Instructions for Reviewers

  • Click on the Pull Requests Tab and browse to find the papers assigned to you
  • After reading the paper, you can start the review conversation by simply commenting on the paper, taking into consideration this set of suggested review criteria.
  • Authors will then respond to the comments and/or modify the paper to address the comments.
  • This will begin an iterative review process where authors and reviewers can discuss the evolving submission.
  • Reviewers may also apply one of the labels 'needs-more-review', 'pending-comment', or 'unready' to flag the current state of the review process.
  • Only once a reviewer is satisfied that the review process is complete and the submission should be accepted to the proceedings, should they affix the 'ready' label.
  • Reviewers should come to a final 'ready', 'unready' decision before July 4th at 18:00 PST.

Instructions for Authors

Submissions must be received by May 30th at 23:59 PST, but modifications are allowed during the open review period which ends July 5th at 18:00 PST. Submissions are considered received once a Pull Request has been opened following the procedure outlines below.

Papers are formatted using reStructuredText and the compiled version should be no longer than 8 pages, including figures. Here are the steps to produce a paper:

  • Fork the scipy_proceedings repository on GitHub.

  • Check out the 2016 branch (git checkout 2016).

  • An example paper is provided in papers/00_vanderwalt. Create a new directory papers/firstname_surname, copy the example paper into it, and modify to your liking.

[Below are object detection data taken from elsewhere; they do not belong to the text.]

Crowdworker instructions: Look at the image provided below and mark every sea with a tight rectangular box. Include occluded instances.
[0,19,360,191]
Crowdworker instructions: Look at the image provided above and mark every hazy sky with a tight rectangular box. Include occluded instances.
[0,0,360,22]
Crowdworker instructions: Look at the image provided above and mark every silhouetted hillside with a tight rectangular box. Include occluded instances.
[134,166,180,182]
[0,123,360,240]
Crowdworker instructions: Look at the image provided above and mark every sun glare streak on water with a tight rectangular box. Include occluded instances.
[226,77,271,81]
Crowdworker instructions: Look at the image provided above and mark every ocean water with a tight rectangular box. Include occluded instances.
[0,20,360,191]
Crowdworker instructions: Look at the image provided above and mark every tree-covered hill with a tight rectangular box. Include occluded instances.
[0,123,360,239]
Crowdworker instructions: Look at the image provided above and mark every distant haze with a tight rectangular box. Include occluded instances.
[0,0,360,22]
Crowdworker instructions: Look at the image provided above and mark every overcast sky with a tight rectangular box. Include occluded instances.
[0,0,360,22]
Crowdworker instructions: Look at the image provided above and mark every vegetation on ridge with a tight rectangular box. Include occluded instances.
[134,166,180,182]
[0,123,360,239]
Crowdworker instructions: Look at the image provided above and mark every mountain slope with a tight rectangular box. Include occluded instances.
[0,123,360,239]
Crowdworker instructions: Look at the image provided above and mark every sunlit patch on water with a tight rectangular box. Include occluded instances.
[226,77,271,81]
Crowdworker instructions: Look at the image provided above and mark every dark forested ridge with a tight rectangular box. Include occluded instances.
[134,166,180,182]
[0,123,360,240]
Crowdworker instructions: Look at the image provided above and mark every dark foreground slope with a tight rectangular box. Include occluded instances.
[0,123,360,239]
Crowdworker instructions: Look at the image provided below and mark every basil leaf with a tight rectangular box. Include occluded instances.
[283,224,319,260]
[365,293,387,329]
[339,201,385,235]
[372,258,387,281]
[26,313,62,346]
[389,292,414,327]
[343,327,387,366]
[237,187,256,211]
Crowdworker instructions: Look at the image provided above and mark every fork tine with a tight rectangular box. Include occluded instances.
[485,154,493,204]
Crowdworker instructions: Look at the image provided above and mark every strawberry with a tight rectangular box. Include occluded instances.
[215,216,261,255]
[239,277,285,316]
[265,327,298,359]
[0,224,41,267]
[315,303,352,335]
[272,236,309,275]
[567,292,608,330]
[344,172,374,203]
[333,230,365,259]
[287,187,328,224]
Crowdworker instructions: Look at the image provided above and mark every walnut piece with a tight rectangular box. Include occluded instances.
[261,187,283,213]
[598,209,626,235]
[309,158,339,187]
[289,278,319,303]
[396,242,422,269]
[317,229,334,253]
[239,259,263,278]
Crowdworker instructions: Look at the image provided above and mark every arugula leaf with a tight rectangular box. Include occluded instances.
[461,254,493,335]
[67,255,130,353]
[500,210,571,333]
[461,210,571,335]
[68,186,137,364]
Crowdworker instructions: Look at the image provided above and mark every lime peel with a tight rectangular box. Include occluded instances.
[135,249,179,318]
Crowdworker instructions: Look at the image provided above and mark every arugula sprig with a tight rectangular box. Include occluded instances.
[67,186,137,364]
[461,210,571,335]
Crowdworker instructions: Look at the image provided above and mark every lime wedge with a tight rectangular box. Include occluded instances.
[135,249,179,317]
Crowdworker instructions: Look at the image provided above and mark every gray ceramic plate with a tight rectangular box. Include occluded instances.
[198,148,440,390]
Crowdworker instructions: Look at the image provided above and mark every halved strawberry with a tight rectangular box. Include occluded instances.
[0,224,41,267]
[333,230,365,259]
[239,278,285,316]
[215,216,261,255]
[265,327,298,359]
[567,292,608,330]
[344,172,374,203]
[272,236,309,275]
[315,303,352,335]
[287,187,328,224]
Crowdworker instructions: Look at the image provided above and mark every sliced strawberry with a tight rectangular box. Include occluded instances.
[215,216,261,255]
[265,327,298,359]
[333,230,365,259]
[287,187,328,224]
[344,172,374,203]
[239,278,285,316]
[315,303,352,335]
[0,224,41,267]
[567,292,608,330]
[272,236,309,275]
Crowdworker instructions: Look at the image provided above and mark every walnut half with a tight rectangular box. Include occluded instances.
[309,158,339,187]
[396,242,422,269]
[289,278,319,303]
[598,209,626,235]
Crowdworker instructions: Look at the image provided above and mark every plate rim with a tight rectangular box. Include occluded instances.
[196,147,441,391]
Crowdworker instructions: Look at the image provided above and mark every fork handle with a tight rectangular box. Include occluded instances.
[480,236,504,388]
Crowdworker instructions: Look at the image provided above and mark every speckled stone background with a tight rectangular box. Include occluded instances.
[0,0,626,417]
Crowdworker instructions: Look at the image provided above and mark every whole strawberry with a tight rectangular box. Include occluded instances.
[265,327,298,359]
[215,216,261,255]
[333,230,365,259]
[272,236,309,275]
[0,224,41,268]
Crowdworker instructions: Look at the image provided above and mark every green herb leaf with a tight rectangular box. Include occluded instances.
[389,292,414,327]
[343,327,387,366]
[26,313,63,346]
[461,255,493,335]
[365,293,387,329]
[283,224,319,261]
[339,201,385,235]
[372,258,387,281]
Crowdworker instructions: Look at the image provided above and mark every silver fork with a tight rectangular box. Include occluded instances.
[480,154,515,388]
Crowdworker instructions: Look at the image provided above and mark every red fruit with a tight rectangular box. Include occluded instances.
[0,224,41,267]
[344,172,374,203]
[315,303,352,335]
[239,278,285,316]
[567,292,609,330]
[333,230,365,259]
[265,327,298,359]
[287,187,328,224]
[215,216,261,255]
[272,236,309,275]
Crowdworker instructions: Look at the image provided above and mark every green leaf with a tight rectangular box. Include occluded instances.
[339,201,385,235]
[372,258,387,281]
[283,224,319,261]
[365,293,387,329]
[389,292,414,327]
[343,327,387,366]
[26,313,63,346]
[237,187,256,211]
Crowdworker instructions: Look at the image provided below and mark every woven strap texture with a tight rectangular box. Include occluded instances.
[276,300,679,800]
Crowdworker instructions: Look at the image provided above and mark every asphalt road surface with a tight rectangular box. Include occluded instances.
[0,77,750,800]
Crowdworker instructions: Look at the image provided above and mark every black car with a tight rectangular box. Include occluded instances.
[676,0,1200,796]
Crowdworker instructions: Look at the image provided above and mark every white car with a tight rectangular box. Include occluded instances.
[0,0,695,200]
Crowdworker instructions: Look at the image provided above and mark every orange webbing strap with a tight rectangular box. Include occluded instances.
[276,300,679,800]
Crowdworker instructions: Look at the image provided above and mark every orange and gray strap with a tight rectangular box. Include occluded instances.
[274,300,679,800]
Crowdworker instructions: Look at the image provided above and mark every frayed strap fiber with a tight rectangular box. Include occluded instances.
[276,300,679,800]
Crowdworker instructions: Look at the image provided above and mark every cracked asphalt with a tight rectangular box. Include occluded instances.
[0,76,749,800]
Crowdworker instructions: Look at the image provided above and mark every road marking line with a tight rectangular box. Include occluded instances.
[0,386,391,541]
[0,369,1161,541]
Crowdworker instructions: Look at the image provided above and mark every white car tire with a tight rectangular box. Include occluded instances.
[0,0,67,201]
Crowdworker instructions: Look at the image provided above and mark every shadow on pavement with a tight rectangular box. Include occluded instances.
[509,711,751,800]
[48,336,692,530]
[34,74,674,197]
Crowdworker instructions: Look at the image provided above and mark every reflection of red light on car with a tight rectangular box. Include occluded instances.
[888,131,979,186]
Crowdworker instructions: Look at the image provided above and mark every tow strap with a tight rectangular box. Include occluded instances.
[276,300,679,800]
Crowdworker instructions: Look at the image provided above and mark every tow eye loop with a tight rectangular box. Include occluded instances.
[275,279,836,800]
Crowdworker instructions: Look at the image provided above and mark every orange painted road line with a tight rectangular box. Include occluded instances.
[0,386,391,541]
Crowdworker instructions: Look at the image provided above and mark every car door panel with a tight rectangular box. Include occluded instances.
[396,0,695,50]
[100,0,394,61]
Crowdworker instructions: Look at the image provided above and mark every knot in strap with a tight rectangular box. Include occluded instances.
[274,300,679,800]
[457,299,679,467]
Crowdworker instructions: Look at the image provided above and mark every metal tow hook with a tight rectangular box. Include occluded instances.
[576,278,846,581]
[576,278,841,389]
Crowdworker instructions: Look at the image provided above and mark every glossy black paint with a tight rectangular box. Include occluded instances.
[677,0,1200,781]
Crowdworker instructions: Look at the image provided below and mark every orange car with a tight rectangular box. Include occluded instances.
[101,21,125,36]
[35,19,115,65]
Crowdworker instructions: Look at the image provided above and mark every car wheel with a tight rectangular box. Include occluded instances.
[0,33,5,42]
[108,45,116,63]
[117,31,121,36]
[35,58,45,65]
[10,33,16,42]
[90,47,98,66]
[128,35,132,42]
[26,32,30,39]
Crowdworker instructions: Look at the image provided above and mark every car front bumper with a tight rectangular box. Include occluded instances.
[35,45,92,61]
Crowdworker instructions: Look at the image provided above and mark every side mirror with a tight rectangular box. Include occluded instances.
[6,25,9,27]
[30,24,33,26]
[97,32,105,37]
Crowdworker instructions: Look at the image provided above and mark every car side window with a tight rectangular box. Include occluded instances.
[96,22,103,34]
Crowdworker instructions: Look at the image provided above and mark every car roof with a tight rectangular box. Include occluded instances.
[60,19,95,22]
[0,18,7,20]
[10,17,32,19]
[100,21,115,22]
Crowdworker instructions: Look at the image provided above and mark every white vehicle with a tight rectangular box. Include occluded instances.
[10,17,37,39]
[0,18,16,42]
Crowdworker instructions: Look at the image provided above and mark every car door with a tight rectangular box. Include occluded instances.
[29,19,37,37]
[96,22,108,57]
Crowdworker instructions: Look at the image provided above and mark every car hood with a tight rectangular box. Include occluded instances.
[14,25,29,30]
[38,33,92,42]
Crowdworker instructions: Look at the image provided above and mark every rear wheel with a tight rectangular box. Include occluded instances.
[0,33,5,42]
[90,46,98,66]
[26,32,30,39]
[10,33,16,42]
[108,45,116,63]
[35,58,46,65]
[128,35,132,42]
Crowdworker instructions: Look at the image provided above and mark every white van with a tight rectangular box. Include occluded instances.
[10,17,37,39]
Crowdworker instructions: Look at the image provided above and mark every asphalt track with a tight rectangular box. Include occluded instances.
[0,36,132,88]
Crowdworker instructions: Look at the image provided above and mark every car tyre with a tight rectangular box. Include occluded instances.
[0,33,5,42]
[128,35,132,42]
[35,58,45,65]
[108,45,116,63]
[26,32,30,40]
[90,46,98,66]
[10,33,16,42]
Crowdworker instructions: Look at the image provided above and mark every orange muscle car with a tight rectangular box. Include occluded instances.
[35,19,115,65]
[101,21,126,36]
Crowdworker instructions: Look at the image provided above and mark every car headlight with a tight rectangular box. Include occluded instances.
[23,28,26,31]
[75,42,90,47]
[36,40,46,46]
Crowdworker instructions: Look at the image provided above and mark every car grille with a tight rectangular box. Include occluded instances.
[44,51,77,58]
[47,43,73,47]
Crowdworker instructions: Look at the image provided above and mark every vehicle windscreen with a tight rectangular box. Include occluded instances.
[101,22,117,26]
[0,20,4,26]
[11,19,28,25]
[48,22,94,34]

  • Run ./make_paper.sh papers/firstname_surname to compile your paper to PDF (requires LaTeX, docutils, Python--see below). The output appears in output/firstname_surname/paper.pdf.

  • Once you are ready to submit your paper, file a pull request on GitHub. Please ensure that you file against the correct branch--your branch should be named 2016, and the pull-request should be against our 2016 branch.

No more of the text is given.